Noted that people making counting arguments weren’t intending to count functions, though this might be a common misconception about counting arguments. (Seems fine to also clarify that existing counting arguments are too hand wavy to really engage with if that’s the view also.) (See also here.)
Isn’t Evan giving you what he thinks is a valid counting argument i.e. a counting argument over parameterizations?
But looking at a bunch of other LW posts, like Carlsmith’s report, a dialogue between Ronny Fernandez and Nate[1], Mark Xu talking about malignity of Solomonoff induction, Paul Christiano talking about NN priors, Evhub’s post on how likely is deceptive alignment etc[2]. I have concluded that:
A bunch of LW talk about NN scheming relies on inductive biases of neural nets, or of other learning algorithms.
The arguments individual people make for scheming, including those that may fit the name “counting arguments”, seem to differ greatly.
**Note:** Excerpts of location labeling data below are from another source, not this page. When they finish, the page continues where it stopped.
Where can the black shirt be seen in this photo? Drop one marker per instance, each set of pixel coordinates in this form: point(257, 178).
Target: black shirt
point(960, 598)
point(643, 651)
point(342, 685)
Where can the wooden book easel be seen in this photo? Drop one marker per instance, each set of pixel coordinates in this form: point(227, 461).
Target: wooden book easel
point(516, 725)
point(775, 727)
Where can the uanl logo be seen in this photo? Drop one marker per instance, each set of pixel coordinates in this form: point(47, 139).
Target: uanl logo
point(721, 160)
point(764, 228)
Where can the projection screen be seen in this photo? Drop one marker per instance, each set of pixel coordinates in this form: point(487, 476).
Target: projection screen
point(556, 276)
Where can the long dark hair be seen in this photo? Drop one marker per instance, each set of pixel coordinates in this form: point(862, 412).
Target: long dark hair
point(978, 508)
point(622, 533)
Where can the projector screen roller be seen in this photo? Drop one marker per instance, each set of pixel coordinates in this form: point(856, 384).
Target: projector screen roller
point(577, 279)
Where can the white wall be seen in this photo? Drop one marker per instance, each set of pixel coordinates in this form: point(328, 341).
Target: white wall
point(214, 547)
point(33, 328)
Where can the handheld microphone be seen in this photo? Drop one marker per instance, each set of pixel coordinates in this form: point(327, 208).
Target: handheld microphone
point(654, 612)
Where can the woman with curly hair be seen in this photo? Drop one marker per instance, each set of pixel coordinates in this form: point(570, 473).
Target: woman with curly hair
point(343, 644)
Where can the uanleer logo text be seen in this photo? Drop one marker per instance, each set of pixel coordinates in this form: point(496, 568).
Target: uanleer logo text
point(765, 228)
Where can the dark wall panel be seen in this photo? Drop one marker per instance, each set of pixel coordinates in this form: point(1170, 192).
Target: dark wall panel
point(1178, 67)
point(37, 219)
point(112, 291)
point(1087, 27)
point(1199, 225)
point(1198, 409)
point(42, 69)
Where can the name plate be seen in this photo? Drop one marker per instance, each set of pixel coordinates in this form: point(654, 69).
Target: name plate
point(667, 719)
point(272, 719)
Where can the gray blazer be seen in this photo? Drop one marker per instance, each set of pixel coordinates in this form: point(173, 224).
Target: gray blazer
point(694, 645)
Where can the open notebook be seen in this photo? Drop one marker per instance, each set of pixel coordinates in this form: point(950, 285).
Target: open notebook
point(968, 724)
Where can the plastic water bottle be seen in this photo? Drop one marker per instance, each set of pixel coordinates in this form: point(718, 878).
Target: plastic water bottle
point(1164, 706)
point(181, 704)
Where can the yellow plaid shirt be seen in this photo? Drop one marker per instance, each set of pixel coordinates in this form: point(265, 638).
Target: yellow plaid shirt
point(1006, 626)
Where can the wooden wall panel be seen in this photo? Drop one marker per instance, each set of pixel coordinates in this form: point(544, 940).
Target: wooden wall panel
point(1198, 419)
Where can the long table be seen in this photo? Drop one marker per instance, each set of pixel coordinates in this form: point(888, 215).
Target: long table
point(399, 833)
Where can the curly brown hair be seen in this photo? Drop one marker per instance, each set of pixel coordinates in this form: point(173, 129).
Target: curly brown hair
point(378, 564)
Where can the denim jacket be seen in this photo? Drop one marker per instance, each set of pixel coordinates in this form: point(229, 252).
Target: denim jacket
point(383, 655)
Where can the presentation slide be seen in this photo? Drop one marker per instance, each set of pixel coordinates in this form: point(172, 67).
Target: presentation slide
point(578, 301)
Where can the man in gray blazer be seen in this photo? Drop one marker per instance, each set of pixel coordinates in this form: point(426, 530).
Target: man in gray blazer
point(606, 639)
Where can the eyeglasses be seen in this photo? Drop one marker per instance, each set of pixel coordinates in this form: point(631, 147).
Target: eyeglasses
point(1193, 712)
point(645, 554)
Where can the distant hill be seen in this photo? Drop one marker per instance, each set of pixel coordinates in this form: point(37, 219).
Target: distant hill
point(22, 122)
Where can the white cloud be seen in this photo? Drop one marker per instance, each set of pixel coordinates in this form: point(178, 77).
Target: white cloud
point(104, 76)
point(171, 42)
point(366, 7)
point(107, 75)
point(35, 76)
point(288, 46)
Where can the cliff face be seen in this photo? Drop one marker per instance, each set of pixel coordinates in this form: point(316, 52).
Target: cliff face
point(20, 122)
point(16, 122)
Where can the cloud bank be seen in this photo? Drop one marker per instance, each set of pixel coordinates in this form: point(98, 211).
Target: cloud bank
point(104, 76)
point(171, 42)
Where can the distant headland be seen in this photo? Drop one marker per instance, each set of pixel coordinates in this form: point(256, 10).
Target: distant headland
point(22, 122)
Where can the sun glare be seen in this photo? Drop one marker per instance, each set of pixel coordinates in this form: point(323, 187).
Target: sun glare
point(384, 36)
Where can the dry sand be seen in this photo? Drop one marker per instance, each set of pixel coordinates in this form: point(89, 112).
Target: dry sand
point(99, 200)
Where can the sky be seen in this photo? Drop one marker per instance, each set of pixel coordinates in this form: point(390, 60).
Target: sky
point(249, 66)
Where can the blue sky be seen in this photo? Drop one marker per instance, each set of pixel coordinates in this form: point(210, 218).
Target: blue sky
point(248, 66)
Which is basically the norm in alignment.
Like, Joe Carlsmith lists out a bunch of arguments for scheming regarding simplicity biases, including parameter counts, and thinks that they’re weak in various ways and his “intuitive” counting argument is stronger. Ronny and Nate discuss parameter-count mappings and seem to have pretty different views on how much scheming relies on that. Mark Xu claims AFAICT that bc. that PC’s arguments about NN biases rely on the solomonoff prior being malign like 3 years ago, which may support Nora’s claim. I am unsure if Paul Christiano’s arguments for scheming routed through parameter function mappings. I also have vague memories of Johnswentworth talking about the parameter-counting argument in a youtube video years ago in a way that suggested he supported it, but I can’t find the video.
I think alignment has historically had poor feedback loops, though IMO they’ve improved somewhat in the last few years, and this conceals peoples’ wildly different models and ontologies that make it very hard to notice when people are completely misinterpreting one another. You can have people like Yudkowsky and Hanson who have engaged in hundreds of hours, or maybe more, and still don’t seem to grok the other’s models. I’d bet that this is much more common than people think.
In fact, I think this whole discussion is an example of this.
This was quite recent, so Ronny talking about the shift in the counting argument he was using may well be due to discussions with Quintin, who he was engaing with sometime before the dialogue.
I think this Q/A pair at the bottom provides evidence that Even has been using the parameter-function map framing for quite a while:
Though it is also possible that he’s been implicitly lumping the parameter-function map stuff together with the function-space stuff that Nora and Quintin were critiquing.
Where is the argument? If you run the counting argument in function space, it’s at least clear why you might think there are “more” schemers than saints. But if you’re going to say there are “more” params that correspond to scheming than there are saint-params, that looks like a substantive empirical claim that could easily turn out to be false.
Personally, I don’t think there are “solid” counting arguments, but I think you can think though a bunch more cases and feel like the underlying intuition is at least somewhat reasonable.
Overall, I’m a simple man, I still like Joe’s report : ). Fair enough if you don’t find the arguments in here convincing. I think Joe’s report is pretty close to the SOTA with open mindedness and a bit of reinvention work to fill in various gaps.